The Ghoul and the Arab Populous Revolt
April 30th, 2011
Growing up in a Palestinian refugee camp, I remember at times when my
little brother cried for no good reason at night; my late mother would
warn him: the ghoul comes to the sound of crying children. Instinctively
petrified from this imaginative monster, the child would hush
instantly.
Today’s contemporary ghoul to scare off the West is Al Qaida. Indeed,
it was a monster impregnated in the most radicalized fringe elements of
Muslim and Arab societies, was incubated under repressive
dictatorships, and fed by Western hypocrisy.
Archaic Arab dictators from Qaddafi of Libya, to Saleh of Yemen,
passing through Abdulla of Jordan to Syria’s Assad, are sounding alarm
that Al Qaida “ghoul” is behind the Arab mass revolt.
The Arab dictators with bifurcated tongue breaching in their local
media an American and Israeli conspiracy undermining leadership and
national stability. An assertion is more evident today in Syria which
calls itself a “confrontation state” against Israel and American
hegemony of the Arab world. I’ll elaborate on this later.
In Yemen, Ali Saleh spoke of a plan cooked in Tel Aviv and
Washington, before apologizing to US government after his speech was
translated into English. Qaddafi warned Libyans in Arabic that the West
wants to colonize Libya and control its natural resources.
To the international press corps, the story takes a different nuance.
Directed for Western consumption, the dictators allege that Al Qaida is
propagating the public revolt. And to be more convincing, Qaddafi
warned, fallaciously, that the tranquility in the Mediterranean, Europe
and the “so called Israel” would be jeopardized should “Al Qaida” take
over Libya.
The delusional dictators, starting from the Yemeni leader who
pretentiously declared that serving as president was leverage, not
privilege; to Qaddafi who pompously announced that he was a
revolutionary leader: if I was president, I would have thrown my
resignation before your faces; meandering to Ben Ali’s twilight speech
reminding the Tunisian people of his life “service” to the country, or
Mubarak’s at the sunset of his regime addressing the Egyptians “I never
sought phony popularity.”
In Syria, the government ruled by a supposed Pan Arab Ba’ath party
system for almost 40 years, an apparatus was used to glorify the
“leader” in a system of collective universal deceit. Such was also the
National party under Mubarak in Egypt, where governments and parties
were controlled by sycophants groveling to the leaderships (and their
children), turning the party into a groupthink machine echoing the
dictators’ “sacred revelations,” creating in the process self deceptive
delusional culture of political robots recycling the leaderships’
lifeless “revelations,” while suffocating any critical thinking at
large. Hence, reinforcing the leader’s megalomaniac grandiose, and
ultimately, deluding these dictators to genuinely believe the popularity
of their regimes and the public admiration of their person.

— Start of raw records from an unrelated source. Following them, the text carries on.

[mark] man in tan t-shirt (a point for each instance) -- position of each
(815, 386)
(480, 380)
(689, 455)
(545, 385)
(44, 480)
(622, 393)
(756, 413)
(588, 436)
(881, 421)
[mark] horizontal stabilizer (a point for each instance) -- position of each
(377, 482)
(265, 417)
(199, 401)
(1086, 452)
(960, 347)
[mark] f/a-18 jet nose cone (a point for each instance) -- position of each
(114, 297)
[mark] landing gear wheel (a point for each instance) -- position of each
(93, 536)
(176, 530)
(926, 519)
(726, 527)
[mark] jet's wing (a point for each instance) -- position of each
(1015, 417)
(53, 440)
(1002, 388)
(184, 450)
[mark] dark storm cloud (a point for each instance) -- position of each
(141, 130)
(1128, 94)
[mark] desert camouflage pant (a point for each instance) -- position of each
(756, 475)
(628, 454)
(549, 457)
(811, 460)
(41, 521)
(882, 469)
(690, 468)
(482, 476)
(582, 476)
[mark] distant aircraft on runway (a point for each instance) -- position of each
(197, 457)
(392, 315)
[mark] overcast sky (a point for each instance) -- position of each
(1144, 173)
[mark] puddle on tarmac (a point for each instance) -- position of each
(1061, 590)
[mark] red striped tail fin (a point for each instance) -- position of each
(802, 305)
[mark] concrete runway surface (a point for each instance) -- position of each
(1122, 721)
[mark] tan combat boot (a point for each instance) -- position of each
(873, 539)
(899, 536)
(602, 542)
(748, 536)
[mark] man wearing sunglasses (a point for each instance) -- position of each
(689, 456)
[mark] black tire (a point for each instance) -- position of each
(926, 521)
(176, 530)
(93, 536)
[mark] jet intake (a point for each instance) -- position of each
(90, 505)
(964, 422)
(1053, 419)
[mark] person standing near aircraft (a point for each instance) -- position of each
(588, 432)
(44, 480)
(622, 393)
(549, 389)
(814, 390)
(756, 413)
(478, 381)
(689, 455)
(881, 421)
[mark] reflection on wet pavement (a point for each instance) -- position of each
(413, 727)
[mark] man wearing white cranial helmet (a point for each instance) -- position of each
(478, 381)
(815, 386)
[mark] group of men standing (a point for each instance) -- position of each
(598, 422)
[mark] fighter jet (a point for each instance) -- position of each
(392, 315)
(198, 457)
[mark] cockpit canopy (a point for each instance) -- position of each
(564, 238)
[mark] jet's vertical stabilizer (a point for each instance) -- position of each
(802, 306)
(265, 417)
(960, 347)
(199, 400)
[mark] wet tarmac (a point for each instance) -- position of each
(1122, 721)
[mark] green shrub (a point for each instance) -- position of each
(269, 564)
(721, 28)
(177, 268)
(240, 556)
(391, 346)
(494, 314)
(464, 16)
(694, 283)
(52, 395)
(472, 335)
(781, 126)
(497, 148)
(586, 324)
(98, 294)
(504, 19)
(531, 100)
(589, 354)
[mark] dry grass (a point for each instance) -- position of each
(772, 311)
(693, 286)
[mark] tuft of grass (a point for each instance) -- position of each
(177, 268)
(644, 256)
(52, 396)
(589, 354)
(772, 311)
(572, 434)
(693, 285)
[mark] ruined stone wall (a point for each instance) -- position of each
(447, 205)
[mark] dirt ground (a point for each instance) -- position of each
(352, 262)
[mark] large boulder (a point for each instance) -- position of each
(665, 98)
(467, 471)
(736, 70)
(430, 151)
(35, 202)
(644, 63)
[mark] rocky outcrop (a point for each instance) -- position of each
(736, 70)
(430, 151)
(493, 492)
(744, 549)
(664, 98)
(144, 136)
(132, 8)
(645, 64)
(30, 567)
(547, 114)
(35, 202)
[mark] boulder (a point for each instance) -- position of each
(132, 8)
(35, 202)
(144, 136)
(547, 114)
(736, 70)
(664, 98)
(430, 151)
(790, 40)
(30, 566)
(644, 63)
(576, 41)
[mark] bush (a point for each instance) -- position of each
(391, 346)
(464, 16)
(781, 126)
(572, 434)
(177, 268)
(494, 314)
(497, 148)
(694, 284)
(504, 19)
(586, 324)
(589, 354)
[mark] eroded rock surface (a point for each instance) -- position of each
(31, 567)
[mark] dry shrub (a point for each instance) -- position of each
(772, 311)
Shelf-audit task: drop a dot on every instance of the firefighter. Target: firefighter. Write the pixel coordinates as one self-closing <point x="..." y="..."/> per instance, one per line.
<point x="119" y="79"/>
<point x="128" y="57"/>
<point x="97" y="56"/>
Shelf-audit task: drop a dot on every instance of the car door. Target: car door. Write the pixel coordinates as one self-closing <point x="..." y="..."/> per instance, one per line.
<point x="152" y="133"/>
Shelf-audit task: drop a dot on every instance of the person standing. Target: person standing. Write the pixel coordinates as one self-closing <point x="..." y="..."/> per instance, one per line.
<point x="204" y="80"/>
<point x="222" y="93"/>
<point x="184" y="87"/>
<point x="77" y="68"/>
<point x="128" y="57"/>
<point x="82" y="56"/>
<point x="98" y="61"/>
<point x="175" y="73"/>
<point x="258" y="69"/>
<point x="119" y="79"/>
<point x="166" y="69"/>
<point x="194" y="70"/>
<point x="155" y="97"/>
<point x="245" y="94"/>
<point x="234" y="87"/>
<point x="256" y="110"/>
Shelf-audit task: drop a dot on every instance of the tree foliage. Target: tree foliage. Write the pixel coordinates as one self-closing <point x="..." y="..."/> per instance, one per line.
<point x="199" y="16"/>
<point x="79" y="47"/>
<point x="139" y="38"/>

In addition to Al Qaida ghoul, Syria under Assad perpetuated very
powerful clan of sectarian loyalists outside the government or party
structure. Thus, offering credible merits to the fear that the battle
for change in Syria may lead to protracted sectarian instability, which
can flare into Lebanon and other areas in the region. There was a risk
if the Syrians failed to transcend the regime’s concocted sectarian
divide, Israel, as it did in the 1970s in Lebanon, would likely inject
its venoms to deepen the divide along sectarian lines.
There is no denying that Syria under its current leadership has
embraced progressive positions and has provided support to resistance
forces in Lebanon and occupied Palestine. Lest not be fooled however,
the adopted official political positions were more in response to
intuitive public sentiment as much as it was leadership stance.
No progressive position, however lofty can justify the dictatorship
form of government for 40 years. The Syrian dictatorship never lost an
opportunity to exploit the Palestine cause to lend legitimacy for its
one party and one leader rule over the Syrian people. Yet, the same
leadership had failed to confront Israeli occupation and later
annexation of the Syrian Golan Heights, and more recently by its inept
response to the destroying of a purported nuclear facility (under
construction) in Syria’s heartland. In fact, the occupied Golan Heights
remained the most peaceful of all borders with Israel.
Almost all Arab dictators have sprung from self professed revolutions
championing the Palestinian cause. Arab dictatorship, the last bastion
of dictatorships, brought nothing but international contempt to Arabs,
achieved no economic progress or political justice, and perpetuated the
occupation of Palestine and Arab land. The Arab masses are fed up. To
paraphrase George Orwell, dictatorship is not needed to safeguard the
revolution or to lead Arabs forwards.